I recently extracted text data from a directory of pdf files. When reading pdfs, sometimes the text returned is a little messy.
For example, I can be looking at a string that says:
"T he administrati on is doing bad things, and not fulfilling what it prom ised"
I want the result to be:
"The administration is doing bad things, and not fulfilling what it promised"
I tested code (using pyenchant and wx) I found on stackoverflow here and it did not return what I wanted. My modifications were as follows:
a = "T he administrati on is doing bad things, and not fulfilling what it prom ised"
chkr = enchant.checker.SpellChecker("en_US")
chkr.set_text(a)
for err in chkr:
sug = err.suggest()[0]
err.replace(sug)
c = chkr.get_text()#returns corrected text
print(c)
This code returns:
"T he administrate on is doing bad things, and not fulfilling what it prom side"
I'm using Python 3.5.x on a Windows 7 Enterprise, 64-bit. I would appreciate any suggestions!
I have taken Generic Human’s answer, slightly modified it to solve your problem.
You need to copy these 125k words, sorted by frequency into a text file, name the file words-by-frequency.txt
.
from math import log
# Build a cost dictionary, assuming Zipf's law and cost = -math.log(probability).
with open("words-by-frequency.txt") as f:
words = [line.strip() for line in f.readlines()]
wordcost = dict((k, log((i+1)*log(len(words)))) for i,k in enumerate(words))
maxword = max(len(x) for x in words)
def infer_spaces(s):
"""Uses dynamic programming to infer the location of spaces in a string
without spaces."""
# Find the best match for the i first characters, assuming cost has
# been built for the i-1 first characters.
# Returns a pair (match_cost, match_length).
def best_match(i):
candidates = enumerate(reversed(cost[max(0, i-maxword):i]))

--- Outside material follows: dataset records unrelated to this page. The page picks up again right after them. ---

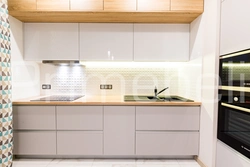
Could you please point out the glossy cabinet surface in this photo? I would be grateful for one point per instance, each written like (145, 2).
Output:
(161, 42)
(79, 143)
(234, 32)
(106, 42)
(34, 117)
(167, 143)
(51, 41)
(35, 143)
(167, 118)
(119, 130)
(79, 117)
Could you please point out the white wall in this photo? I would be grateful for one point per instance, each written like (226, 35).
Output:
(205, 43)
(25, 75)
(228, 157)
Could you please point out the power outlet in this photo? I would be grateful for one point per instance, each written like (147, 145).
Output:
(46, 86)
(106, 86)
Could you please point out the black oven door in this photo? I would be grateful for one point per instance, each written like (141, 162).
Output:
(234, 126)
(235, 69)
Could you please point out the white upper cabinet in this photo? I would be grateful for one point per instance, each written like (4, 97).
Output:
(51, 41)
(161, 42)
(106, 42)
(235, 26)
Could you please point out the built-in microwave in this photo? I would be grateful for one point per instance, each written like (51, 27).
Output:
(235, 69)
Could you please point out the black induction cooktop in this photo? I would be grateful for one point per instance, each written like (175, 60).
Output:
(59, 98)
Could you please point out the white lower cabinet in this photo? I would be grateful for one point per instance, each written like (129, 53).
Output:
(119, 130)
(167, 143)
(79, 143)
(35, 143)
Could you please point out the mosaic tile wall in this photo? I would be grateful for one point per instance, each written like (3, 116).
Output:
(135, 80)
(6, 133)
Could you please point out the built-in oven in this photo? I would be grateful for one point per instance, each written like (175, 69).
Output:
(235, 69)
(234, 120)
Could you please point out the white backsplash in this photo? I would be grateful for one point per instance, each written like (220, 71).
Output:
(125, 81)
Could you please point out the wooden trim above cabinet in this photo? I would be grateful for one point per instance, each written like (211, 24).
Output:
(106, 11)
(106, 17)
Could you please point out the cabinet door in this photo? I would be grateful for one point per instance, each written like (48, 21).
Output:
(235, 34)
(51, 41)
(161, 42)
(153, 5)
(79, 143)
(106, 42)
(168, 118)
(53, 5)
(34, 118)
(187, 5)
(86, 5)
(79, 117)
(167, 143)
(119, 130)
(120, 5)
(35, 143)
(22, 5)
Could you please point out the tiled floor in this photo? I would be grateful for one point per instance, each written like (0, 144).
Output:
(105, 163)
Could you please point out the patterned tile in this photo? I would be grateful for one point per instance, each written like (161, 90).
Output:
(6, 133)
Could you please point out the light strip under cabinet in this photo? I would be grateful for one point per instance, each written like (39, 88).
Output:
(236, 107)
(235, 88)
(235, 54)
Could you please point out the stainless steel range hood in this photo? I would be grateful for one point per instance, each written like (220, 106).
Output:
(62, 62)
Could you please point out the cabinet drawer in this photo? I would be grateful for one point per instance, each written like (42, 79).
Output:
(79, 117)
(167, 143)
(167, 118)
(34, 117)
(79, 143)
(35, 143)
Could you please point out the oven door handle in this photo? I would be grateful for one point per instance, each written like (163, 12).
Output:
(236, 107)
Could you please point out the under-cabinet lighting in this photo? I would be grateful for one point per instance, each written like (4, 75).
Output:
(132, 64)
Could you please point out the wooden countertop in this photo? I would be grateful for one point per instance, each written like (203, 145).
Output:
(101, 101)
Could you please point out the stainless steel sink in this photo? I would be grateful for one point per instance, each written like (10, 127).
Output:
(145, 98)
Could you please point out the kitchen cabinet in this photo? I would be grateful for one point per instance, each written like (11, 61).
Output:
(167, 118)
(53, 5)
(153, 5)
(34, 118)
(106, 42)
(102, 131)
(86, 5)
(79, 117)
(51, 41)
(35, 143)
(167, 143)
(234, 30)
(161, 42)
(79, 143)
(120, 5)
(189, 5)
(167, 130)
(34, 130)
(22, 5)
(119, 130)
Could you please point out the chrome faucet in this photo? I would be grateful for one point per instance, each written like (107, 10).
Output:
(157, 93)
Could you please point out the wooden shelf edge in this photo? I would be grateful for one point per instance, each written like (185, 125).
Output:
(106, 17)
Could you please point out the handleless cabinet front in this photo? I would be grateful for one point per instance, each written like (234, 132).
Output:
(79, 117)
(51, 41)
(119, 130)
(161, 42)
(34, 118)
(106, 42)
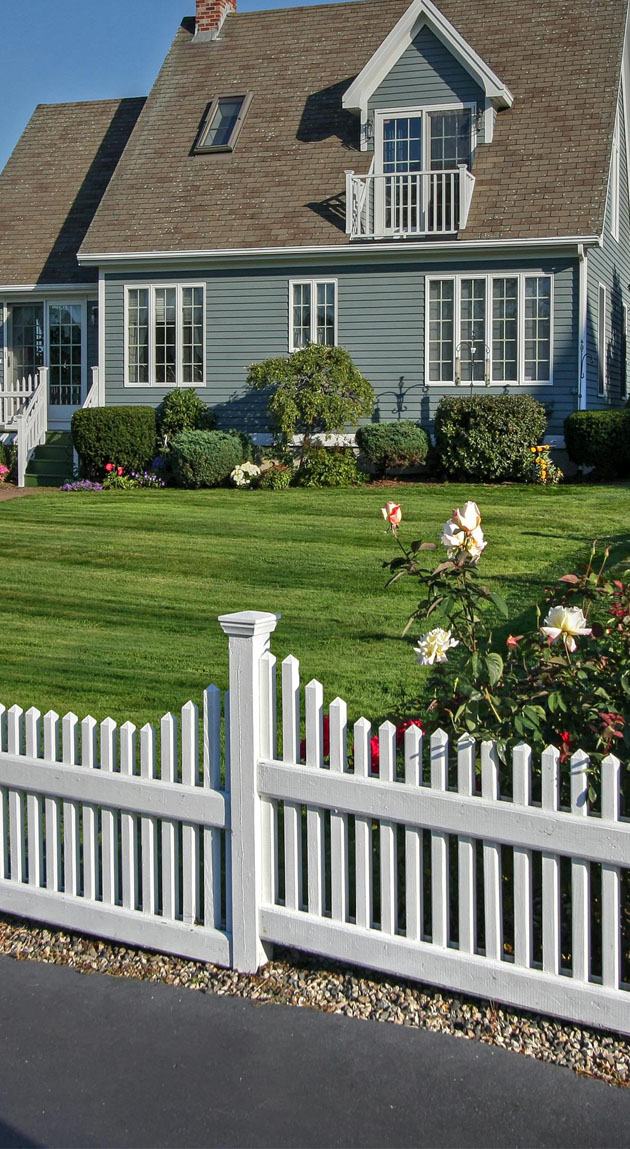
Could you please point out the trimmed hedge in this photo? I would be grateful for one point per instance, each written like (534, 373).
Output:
(205, 459)
(488, 438)
(183, 410)
(124, 436)
(393, 445)
(329, 467)
(600, 439)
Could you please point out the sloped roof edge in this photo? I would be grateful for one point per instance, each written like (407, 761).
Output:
(419, 14)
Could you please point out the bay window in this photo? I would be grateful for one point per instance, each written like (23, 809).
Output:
(164, 336)
(489, 329)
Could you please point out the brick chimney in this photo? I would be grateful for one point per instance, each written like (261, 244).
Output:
(210, 15)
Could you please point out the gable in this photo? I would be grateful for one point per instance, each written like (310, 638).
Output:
(427, 72)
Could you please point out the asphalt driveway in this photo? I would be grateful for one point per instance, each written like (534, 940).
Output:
(99, 1061)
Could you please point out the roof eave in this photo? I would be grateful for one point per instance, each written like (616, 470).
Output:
(419, 14)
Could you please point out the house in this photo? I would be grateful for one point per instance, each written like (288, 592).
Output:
(444, 191)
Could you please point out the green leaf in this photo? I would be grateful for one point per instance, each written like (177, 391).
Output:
(494, 665)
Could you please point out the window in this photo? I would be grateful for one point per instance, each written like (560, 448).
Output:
(64, 340)
(615, 182)
(313, 319)
(164, 336)
(601, 341)
(222, 123)
(494, 329)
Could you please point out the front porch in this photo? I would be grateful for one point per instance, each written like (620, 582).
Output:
(29, 419)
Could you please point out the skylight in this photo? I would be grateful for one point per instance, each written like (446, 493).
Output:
(222, 123)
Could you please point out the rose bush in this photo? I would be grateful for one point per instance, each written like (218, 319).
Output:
(565, 684)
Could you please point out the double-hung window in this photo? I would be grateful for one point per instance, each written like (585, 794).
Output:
(313, 313)
(166, 336)
(489, 329)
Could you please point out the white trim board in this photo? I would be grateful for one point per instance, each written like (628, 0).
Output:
(420, 14)
(371, 251)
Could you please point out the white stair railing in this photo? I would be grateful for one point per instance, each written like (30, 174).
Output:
(13, 396)
(31, 423)
(94, 396)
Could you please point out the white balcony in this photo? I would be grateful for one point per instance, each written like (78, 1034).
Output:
(408, 205)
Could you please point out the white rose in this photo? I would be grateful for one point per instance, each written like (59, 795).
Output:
(566, 622)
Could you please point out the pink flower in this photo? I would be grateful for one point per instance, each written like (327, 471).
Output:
(405, 725)
(392, 513)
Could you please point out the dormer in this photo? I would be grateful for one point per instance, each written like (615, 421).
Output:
(425, 101)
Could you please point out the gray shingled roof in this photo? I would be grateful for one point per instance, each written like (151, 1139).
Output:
(544, 175)
(52, 185)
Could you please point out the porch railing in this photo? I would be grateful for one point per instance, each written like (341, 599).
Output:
(94, 396)
(31, 422)
(408, 203)
(13, 398)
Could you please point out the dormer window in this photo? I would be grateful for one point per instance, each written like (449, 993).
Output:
(222, 123)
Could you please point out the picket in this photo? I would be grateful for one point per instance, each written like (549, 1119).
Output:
(215, 847)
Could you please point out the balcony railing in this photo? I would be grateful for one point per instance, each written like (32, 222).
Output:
(408, 203)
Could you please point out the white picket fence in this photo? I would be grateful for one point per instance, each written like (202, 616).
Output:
(216, 842)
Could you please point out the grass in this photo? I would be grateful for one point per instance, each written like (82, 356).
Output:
(109, 602)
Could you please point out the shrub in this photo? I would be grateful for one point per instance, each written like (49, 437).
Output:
(600, 439)
(313, 391)
(183, 410)
(125, 436)
(205, 459)
(330, 467)
(392, 445)
(488, 438)
(277, 478)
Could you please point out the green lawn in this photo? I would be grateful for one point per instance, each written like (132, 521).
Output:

return min((c + wordcost.get(s[i-k-1:i], 9e999), k+1) for k,c in candidates)
# Build the cost array.
cost = [0]
for i in range(1,len(s)+1):
c,k = best_match(i)
cost.append(c)
# Backtrack to recover the minimal-cost string.
out = []
i = len(s)
while i>0:
c,k = best_match(i)
assert c == cost[i]
out.append(s[i-k:i])
i -= k
return " ".join(reversed(out))
Running the function with the input:
messy_txt = "T he administrati on is doing bad things, and not fulfilling what it prom ised"
print(infer_spaces(messy_txt.lower().replace(' ', '').replace(',', '')).capitalize())
The administration is doing bad things and not fulfilling what it promised
>>>
Edit: The code below doesn't require the text file and works just for your input i.e., "T he administrati on is doing bad things, and not fulfilling what it prom ised"
from math import log
# Build a cost dictionary, assuming Zipf's law and cost = -math.log(probability).
words = ["the", "administration", "is", "doing", "bad",
"things", "and", "not", "fulfilling", "what",
"it", "promised"]
wordcost = dict((k, log((i+1)*log(len(words)))) for i,k in enumerate(words))
maxword = max(len(x) for x in words)
def infer_spaces(s):
"""Uses dynamic programming to infer the location of spaces in a string
without spaces."""
# Find the best match for the i first characters, assuming cost has
# been built for the i-1 first characters.
# Returns a pair (match_cost, match_length).
def best_match(i):
candidates = enumerate(reversed(cost[max(0, i-maxword):i]))
return min((c + wordcost.get(s[i-k-1:i], 9e999), k+1) for k,c in candidates)
# Build the cost array.
cost = [0]
for i in range(1,len(s)+1):
c,k = best_match(i)
cost.append(c)
# Backtrack to recover the minimal-cost string.
out = []
i = len(s)
while i>0:
c,k = best_match(i)
assert c == cost[i]
out.append(s[i-k:i])
i -= k
return " ".join(reversed(out))
messy_txt = "T he administrati on is doing bad things, and not fulfilling what it prom ised"
print(infer_spaces(messy_txt.lower().replace(' ', '').replace(',', '')).capitalize())
The administration is doing bad things and not fulfilling what it promised
>>>
I have just tried the above edit at repl.it and it printed the output as shown.